Pis, il éructe qu’avant de parler de droits de l’homme nous ferions mieux de « vérifier que les immigrés bénéficient chez nous de ces droits » ajoutant en s’associant à ses frères Africains « nous sommes envoyés dans les banlieues et nos droits sont violés par les forces de police ». Bignolles ! Il est venu nous donner des leçons de démocratie, l’impayable bédouin. Et que dire de son discours sur la condition féminine. Un monument ! Mais qu’attendait donc Brice de Nice Hortefeux pour aller ramasser cet Ubu sous sa tente et le mettre dans le premier charter ? Et sans test ADN !
 
Pour conclure, je voudrais revenir à des choses simples. Loin de moi l’idée de donner des leçons, mais tout de même, le colonel Kadhafi, il est à peu près aussi humain et démocrate qu’une poule vole. Avec ce genre de volatile, toute tentative d’élévation est vouée à l’échec, on le sait, il finit toujours par repiquer dare du bec dans sa fiente ordinaire.

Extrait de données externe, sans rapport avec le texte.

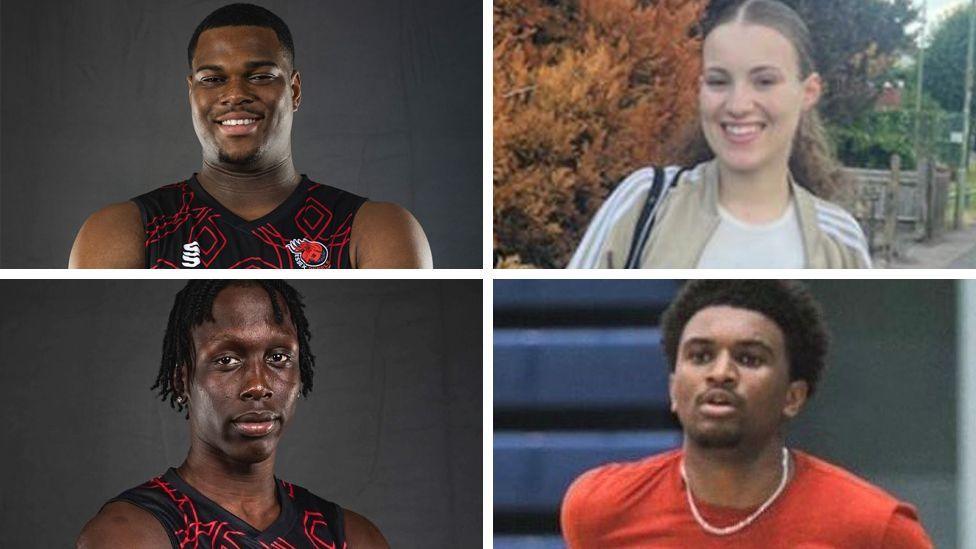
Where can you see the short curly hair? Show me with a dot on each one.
(788, 303)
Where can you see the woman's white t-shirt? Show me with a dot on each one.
(738, 245)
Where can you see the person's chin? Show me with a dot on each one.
(716, 436)
(238, 158)
(254, 450)
(742, 161)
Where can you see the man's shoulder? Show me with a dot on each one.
(843, 486)
(122, 524)
(387, 235)
(611, 480)
(600, 496)
(358, 530)
(112, 237)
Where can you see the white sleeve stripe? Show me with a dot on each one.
(620, 201)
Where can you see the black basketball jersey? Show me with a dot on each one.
(187, 228)
(194, 521)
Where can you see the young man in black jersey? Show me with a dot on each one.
(248, 206)
(236, 357)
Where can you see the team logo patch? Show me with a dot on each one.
(309, 254)
(191, 254)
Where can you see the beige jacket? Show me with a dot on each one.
(687, 216)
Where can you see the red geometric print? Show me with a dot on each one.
(186, 229)
(219, 533)
(313, 520)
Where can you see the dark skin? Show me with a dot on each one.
(244, 363)
(733, 452)
(243, 72)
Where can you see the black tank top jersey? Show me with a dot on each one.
(188, 228)
(194, 521)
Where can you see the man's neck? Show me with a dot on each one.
(755, 197)
(736, 478)
(245, 489)
(250, 194)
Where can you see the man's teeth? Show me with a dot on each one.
(244, 121)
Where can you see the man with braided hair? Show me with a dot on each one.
(744, 356)
(235, 358)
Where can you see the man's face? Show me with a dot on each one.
(243, 93)
(245, 378)
(731, 381)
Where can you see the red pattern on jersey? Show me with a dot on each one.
(313, 520)
(313, 221)
(220, 534)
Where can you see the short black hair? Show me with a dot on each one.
(788, 303)
(238, 15)
(194, 304)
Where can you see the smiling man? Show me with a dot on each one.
(248, 207)
(236, 357)
(744, 355)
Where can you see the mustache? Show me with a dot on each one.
(724, 394)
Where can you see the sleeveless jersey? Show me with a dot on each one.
(187, 228)
(193, 521)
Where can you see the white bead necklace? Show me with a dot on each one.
(744, 522)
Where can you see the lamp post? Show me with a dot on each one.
(964, 148)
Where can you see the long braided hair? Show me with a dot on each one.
(194, 305)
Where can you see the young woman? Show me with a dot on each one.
(757, 196)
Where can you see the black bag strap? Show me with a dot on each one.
(642, 231)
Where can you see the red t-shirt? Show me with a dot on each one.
(643, 504)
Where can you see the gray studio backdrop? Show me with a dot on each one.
(392, 428)
(95, 111)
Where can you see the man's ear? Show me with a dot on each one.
(671, 393)
(296, 90)
(796, 397)
(180, 380)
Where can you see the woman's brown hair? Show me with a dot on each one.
(812, 162)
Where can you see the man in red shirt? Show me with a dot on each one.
(745, 355)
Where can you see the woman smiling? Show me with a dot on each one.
(757, 196)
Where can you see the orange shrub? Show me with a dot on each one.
(585, 92)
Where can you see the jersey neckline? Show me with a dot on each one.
(279, 528)
(227, 216)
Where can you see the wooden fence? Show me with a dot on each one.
(917, 212)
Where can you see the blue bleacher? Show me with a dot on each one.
(529, 542)
(534, 469)
(579, 367)
(600, 294)
(575, 362)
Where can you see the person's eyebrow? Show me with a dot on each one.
(250, 66)
(757, 344)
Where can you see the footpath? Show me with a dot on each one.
(953, 250)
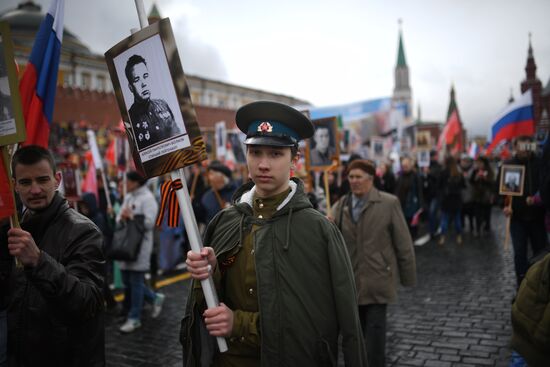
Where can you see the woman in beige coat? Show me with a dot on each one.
(381, 251)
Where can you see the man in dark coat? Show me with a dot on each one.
(527, 223)
(55, 303)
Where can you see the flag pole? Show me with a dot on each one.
(14, 219)
(508, 222)
(327, 191)
(189, 219)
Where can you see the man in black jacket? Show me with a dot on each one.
(54, 302)
(527, 223)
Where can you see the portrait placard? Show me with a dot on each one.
(12, 124)
(423, 157)
(377, 148)
(512, 178)
(323, 149)
(209, 137)
(154, 101)
(221, 139)
(423, 140)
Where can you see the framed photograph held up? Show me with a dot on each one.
(323, 149)
(423, 158)
(154, 101)
(12, 124)
(512, 178)
(423, 140)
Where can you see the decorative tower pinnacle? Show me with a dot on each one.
(402, 95)
(532, 82)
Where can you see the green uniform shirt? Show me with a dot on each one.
(240, 289)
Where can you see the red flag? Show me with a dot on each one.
(89, 184)
(110, 154)
(39, 82)
(7, 206)
(452, 133)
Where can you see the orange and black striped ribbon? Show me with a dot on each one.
(169, 203)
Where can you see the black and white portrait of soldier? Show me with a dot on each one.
(323, 149)
(152, 119)
(511, 181)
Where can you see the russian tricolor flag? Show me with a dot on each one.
(38, 84)
(516, 120)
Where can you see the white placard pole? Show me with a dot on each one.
(189, 219)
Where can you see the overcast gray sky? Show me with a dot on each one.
(332, 52)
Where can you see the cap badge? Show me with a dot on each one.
(265, 127)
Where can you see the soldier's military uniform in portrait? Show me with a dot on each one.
(153, 121)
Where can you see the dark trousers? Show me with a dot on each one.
(373, 323)
(468, 212)
(483, 215)
(524, 232)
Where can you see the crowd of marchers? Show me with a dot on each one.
(295, 266)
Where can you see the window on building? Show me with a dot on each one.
(86, 81)
(101, 83)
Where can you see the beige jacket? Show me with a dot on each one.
(379, 245)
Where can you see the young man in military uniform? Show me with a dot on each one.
(280, 267)
(152, 119)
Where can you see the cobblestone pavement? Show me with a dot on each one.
(458, 315)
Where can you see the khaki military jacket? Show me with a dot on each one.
(379, 245)
(306, 290)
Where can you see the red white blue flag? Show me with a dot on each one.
(38, 84)
(516, 120)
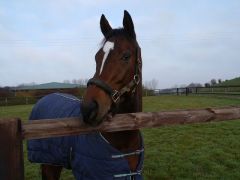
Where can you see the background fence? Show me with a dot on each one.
(214, 90)
(13, 131)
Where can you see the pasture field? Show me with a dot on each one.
(199, 151)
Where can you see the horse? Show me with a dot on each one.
(116, 87)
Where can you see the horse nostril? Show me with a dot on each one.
(89, 112)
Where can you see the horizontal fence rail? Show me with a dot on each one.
(73, 126)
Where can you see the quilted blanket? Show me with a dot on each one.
(89, 156)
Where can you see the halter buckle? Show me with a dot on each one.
(136, 79)
(115, 96)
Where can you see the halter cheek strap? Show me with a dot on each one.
(116, 94)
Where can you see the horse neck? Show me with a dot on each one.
(132, 104)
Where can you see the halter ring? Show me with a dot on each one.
(136, 79)
(115, 96)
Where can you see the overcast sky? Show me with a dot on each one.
(182, 41)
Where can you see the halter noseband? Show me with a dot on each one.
(116, 94)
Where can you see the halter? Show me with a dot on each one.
(114, 94)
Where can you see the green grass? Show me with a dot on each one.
(199, 151)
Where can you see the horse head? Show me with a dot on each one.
(118, 68)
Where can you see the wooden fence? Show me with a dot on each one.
(212, 90)
(13, 131)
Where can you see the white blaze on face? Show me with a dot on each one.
(108, 46)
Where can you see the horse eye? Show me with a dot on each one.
(126, 56)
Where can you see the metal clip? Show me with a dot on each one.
(136, 79)
(115, 96)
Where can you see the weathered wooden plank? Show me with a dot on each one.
(72, 126)
(11, 150)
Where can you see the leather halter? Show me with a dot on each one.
(114, 94)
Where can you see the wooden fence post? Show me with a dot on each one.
(11, 150)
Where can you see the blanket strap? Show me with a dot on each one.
(137, 152)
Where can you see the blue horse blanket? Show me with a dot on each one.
(89, 156)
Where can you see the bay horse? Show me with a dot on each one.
(116, 87)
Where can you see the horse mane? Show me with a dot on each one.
(118, 32)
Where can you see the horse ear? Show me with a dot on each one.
(128, 24)
(105, 26)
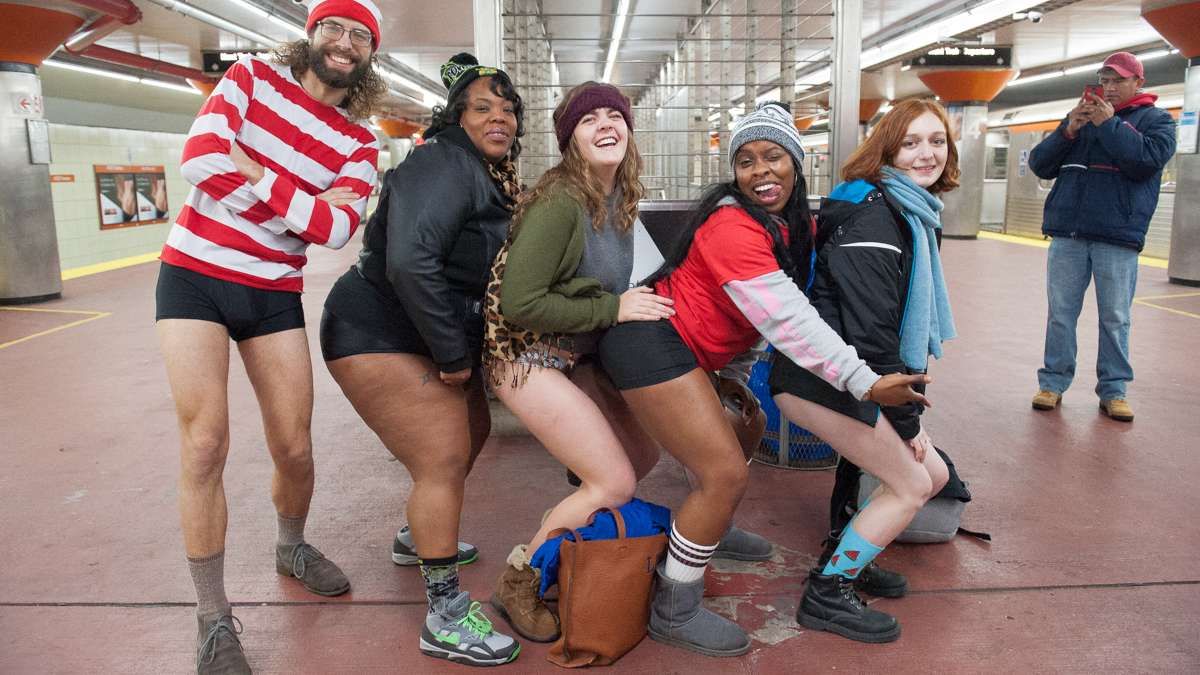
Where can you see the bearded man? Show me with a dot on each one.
(279, 157)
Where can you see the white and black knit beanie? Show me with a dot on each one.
(769, 121)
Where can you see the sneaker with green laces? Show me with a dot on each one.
(461, 633)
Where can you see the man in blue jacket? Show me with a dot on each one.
(1108, 157)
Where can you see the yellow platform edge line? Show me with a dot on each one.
(1170, 296)
(77, 272)
(1159, 263)
(93, 312)
(1140, 302)
(55, 329)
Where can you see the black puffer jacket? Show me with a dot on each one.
(862, 285)
(432, 239)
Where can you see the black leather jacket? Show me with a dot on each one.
(862, 285)
(432, 239)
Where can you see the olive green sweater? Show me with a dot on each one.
(540, 291)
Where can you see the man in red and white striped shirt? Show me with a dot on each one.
(279, 159)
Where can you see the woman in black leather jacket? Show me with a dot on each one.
(880, 285)
(402, 333)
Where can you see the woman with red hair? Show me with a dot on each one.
(879, 284)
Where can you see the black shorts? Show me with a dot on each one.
(245, 311)
(786, 377)
(340, 338)
(359, 320)
(641, 353)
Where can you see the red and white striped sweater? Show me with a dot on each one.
(257, 234)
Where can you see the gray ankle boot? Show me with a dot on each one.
(677, 619)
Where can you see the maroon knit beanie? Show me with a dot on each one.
(594, 96)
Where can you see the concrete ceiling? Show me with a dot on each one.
(423, 35)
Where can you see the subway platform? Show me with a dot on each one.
(1092, 567)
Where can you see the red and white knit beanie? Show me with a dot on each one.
(363, 11)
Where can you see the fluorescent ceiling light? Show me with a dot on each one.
(251, 9)
(1085, 67)
(1156, 54)
(945, 29)
(215, 21)
(429, 99)
(618, 31)
(123, 77)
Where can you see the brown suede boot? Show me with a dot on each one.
(517, 601)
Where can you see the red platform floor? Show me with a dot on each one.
(1092, 568)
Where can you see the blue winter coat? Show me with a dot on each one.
(1108, 177)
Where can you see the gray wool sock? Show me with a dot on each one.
(291, 530)
(208, 577)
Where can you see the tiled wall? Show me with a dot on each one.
(75, 149)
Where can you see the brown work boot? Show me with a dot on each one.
(1047, 400)
(315, 571)
(517, 601)
(219, 650)
(1117, 408)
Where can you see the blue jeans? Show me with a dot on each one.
(1071, 267)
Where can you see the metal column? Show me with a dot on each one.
(844, 77)
(1183, 266)
(964, 205)
(29, 245)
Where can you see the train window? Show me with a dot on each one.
(1169, 174)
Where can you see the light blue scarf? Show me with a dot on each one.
(927, 320)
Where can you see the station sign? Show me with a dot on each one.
(216, 63)
(966, 55)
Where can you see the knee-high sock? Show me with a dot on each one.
(851, 555)
(441, 580)
(687, 560)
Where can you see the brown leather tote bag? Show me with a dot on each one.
(604, 596)
(743, 411)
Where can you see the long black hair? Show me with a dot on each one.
(792, 256)
(451, 113)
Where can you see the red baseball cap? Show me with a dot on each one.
(1125, 64)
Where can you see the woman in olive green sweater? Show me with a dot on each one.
(559, 281)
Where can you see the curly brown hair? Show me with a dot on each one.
(574, 174)
(881, 147)
(360, 100)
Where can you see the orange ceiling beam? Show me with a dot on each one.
(1179, 24)
(964, 85)
(31, 34)
(399, 127)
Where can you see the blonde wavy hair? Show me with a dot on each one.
(574, 174)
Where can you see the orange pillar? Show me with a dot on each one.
(966, 93)
(1177, 23)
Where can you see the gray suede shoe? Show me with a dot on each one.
(739, 544)
(315, 571)
(677, 619)
(219, 650)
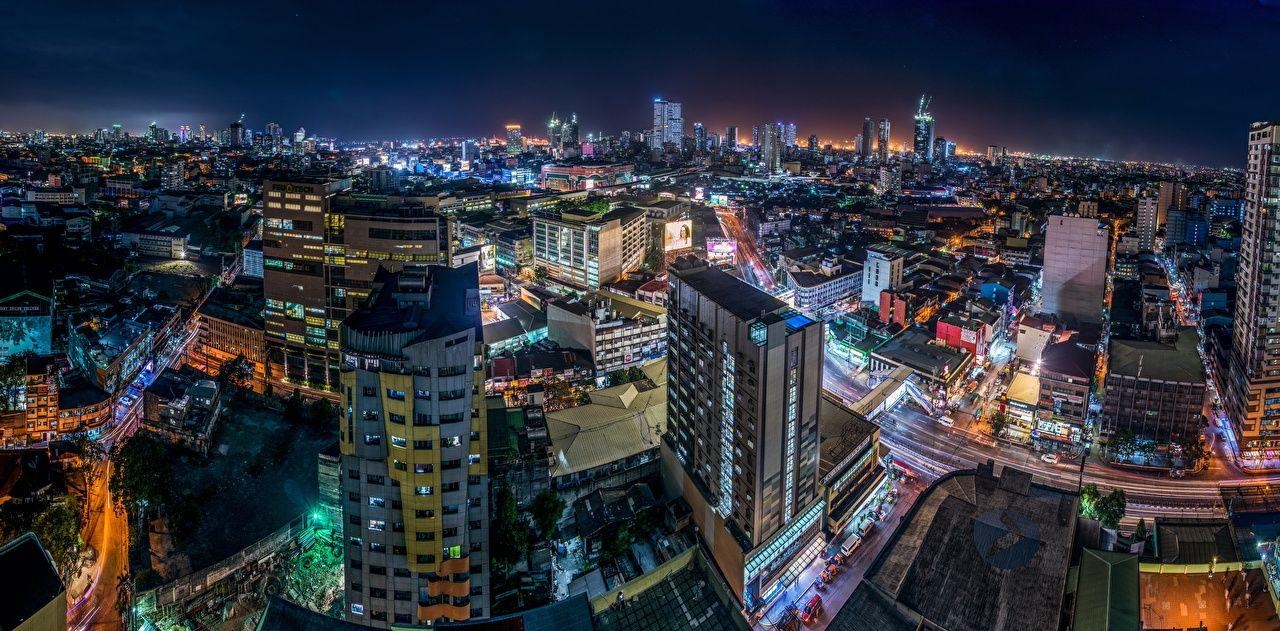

Le seul moyen pour qu’il grimpe de quelques centimètres sur l’échelle humanitaire, c’est de faire comme les américains, lui mettre un coup formidable dans le pot… Avec piqûres de rappel à intervalles réguliers. Ah ! on l’entendait plus blatérer le Mouammar. Et depuis des années.
Pourquoi il comprend pas ça, Nicolas Sarkozy, lui si prompt à prêcher que « ce qui a fait bouger l'Iran jusqu'à présent, ce sont les sanctions et la fermeté ». C’est comme pour la poule… Y avait pas un sou d’urgence à l’en sortir, de son désert, à le miroboler, à le confire en délices. Il a profité de la tribune qu’on lui offrait pour renforcer son image de « défenseur du peuple Africain opprimé »… En Afrique, comme dans nos banlieues, il devient une star, le symbole de la résistance à l’oppresseur, le nouveau « Che Guevara ».
Ah la belle farce dont nous sommes les dindons. Et il reviendra, nous dit-on, à Marseille l’été prochain… C’est aujourd’hui qu’il faut dire non. Basta Kadhafi ! Pas pour une autre mascarade de diplomatie d’en bas. Encore moins au nom des droits de l’homme… d’affaires.